Peripheral neuronal activation shapes the microbiome and alters gut physiologyOriginal paper
What was studied?
The study examined how peripheral neurons connected to the gastrointestinal tract influence the gut microbiome and gut physiology. Researchers activated choline acetyltransferase (ChAT)-expressing or tyrosine hydroxylase (TH)-expressing gut-associated neurons in mice. They then measured effects on intestinal microbial communities, microbial metabolites (including bile acid profiles), and host physiological responses using multi-omics approaches.
Who was studied?
The subjects were mice in which ChAT+ or TH+ gut-associated neurons were experimentally activated. The abstract does not give a specific sample size or strain detail, so no cohort numbers can be stated. This was an animal model study, not a human cohort, and it generated multi-omics datasets from these mice rather than drawing on a public metagenomic dataset.

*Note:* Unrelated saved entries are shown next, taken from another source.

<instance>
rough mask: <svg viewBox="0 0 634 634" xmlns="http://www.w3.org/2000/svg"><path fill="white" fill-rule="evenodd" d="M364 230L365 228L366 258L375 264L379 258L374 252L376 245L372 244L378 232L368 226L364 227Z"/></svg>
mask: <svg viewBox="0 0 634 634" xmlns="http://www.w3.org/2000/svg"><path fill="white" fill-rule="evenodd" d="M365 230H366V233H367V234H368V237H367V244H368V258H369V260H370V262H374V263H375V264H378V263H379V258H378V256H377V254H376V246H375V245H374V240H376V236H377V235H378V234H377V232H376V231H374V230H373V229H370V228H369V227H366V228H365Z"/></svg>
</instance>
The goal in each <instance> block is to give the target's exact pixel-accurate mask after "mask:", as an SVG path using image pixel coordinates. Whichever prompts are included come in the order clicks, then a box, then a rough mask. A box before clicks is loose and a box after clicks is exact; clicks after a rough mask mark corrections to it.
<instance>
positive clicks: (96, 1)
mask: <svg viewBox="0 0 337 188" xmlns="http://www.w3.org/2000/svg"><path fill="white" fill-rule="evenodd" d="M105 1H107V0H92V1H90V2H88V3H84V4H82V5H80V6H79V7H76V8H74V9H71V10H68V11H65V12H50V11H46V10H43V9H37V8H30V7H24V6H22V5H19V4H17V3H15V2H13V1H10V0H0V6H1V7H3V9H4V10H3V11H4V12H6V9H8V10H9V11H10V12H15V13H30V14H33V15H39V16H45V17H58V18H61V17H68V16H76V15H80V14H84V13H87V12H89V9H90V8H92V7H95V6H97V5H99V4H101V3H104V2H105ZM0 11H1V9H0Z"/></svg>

What were the most important findings?
Activating either ChAT+ or TH+ neurons reshaped the structure of the intestinal microbiome, including changes to bile acid profiles and fungal colonization. Physiologically, activation of either neuron type increased fecal output, showing a shared downstream effect on gut transit. Only ChAT+ neuron activation additionally increased colonic contractility and produced diarrhea-like fluid secretion, indicating that these two neuronal subtypes act through distinct physiological pathways despite some overlapping effects.
What are the greatest implications of this study?

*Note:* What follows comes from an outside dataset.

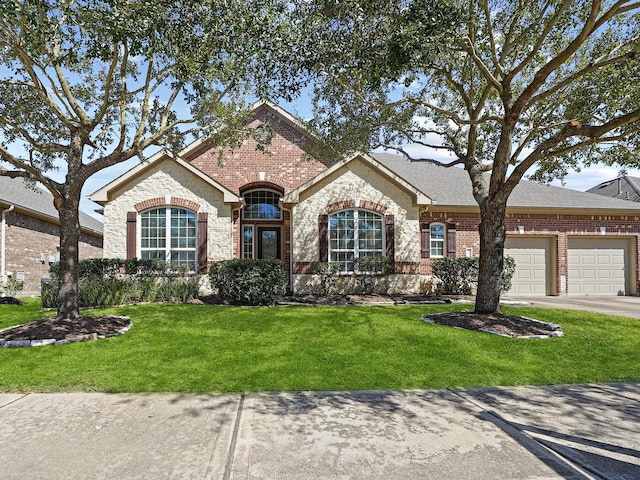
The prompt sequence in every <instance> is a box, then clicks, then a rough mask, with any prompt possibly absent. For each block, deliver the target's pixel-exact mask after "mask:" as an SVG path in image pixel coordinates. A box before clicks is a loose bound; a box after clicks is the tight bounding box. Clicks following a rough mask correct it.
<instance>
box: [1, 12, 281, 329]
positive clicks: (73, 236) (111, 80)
mask: <svg viewBox="0 0 640 480" xmlns="http://www.w3.org/2000/svg"><path fill="white" fill-rule="evenodd" d="M283 11H284V10H283V6H282V5H280V4H279V3H278V0H273V1H271V0H208V1H199V0H154V1H146V0H5V1H3V2H0V161H1V162H4V165H5V166H8V168H9V169H7V168H3V169H2V170H1V172H0V173H1V174H3V175H9V176H12V177H23V178H25V179H26V180H27V181H30V182H32V183H33V182H39V183H41V184H42V185H44V187H46V188H47V189H48V190H49V191H50V192H51V193H52V194H53V197H54V204H55V207H56V209H57V210H58V212H59V216H60V271H59V274H60V287H59V292H58V305H57V307H58V312H57V316H58V317H59V318H70V319H74V318H77V317H78V316H79V305H78V240H79V235H80V227H79V220H78V209H79V201H80V193H81V190H82V187H83V185H84V183H85V182H86V180H87V179H88V178H89V177H90V176H91V175H93V174H95V173H96V172H98V171H100V170H102V169H104V168H106V167H109V166H112V165H115V164H118V163H121V162H124V161H126V160H128V159H130V158H132V157H135V156H139V157H140V158H142V156H143V154H144V152H145V151H146V150H147V149H148V148H149V147H152V146H160V147H165V148H171V149H173V150H176V149H177V148H179V146H180V145H181V144H182V142H183V140H184V139H185V138H186V137H187V136H188V135H191V134H195V133H197V134H198V135H206V134H207V133H208V132H210V131H213V130H216V129H217V128H219V127H220V126H221V125H223V124H224V125H225V126H227V127H228V128H226V129H225V136H224V137H223V138H217V140H218V141H221V142H224V143H225V144H234V143H235V142H238V141H240V140H241V139H242V138H243V136H244V135H245V134H246V132H243V130H242V128H240V126H241V125H242V115H241V113H242V112H243V109H242V108H241V106H242V105H243V100H244V97H245V95H246V93H247V92H248V89H249V87H253V88H254V91H256V92H258V94H265V93H267V92H268V91H269V89H270V88H271V87H272V86H274V85H275V86H278V85H283V84H286V82H284V81H280V82H279V81H278V79H277V78H274V77H273V76H272V72H273V70H274V69H273V68H272V67H273V64H274V62H276V61H277V58H278V54H279V52H280V51H281V50H282V45H280V44H278V42H279V41H280V40H281V39H284V38H285V37H286V35H285V33H286V32H285V31H284V30H283V27H284V23H282V22H281V20H282V18H283V17H282V13H283ZM274 32H275V35H274ZM270 38H272V40H269V39H270ZM20 152H24V154H21V153H20ZM1 166H2V165H1V164H0V167H1ZM57 170H62V174H63V175H64V180H63V181H55V180H54V177H55V175H54V174H55V172H56V171H57Z"/></svg>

The findings show that distinct subsets of peripheral, gut-associated neurons can independently shape microbiome composition and gastrointestinal physiology without requiring signals from the brain. This suggests the enteric and peripheral nervous system directly sculpts microbial ecology, including bacterial and fungal populations and bile acid metabolism, rather than the microbiome being shaped only by diet or host genetics. Because different neuron subtypes produce different physiological outcomes (fecal output alone versus contractility and diarrhea-like secretion), this points to neuron-specific pathways as potential targets for understanding or treating GI motility and secretory disorders.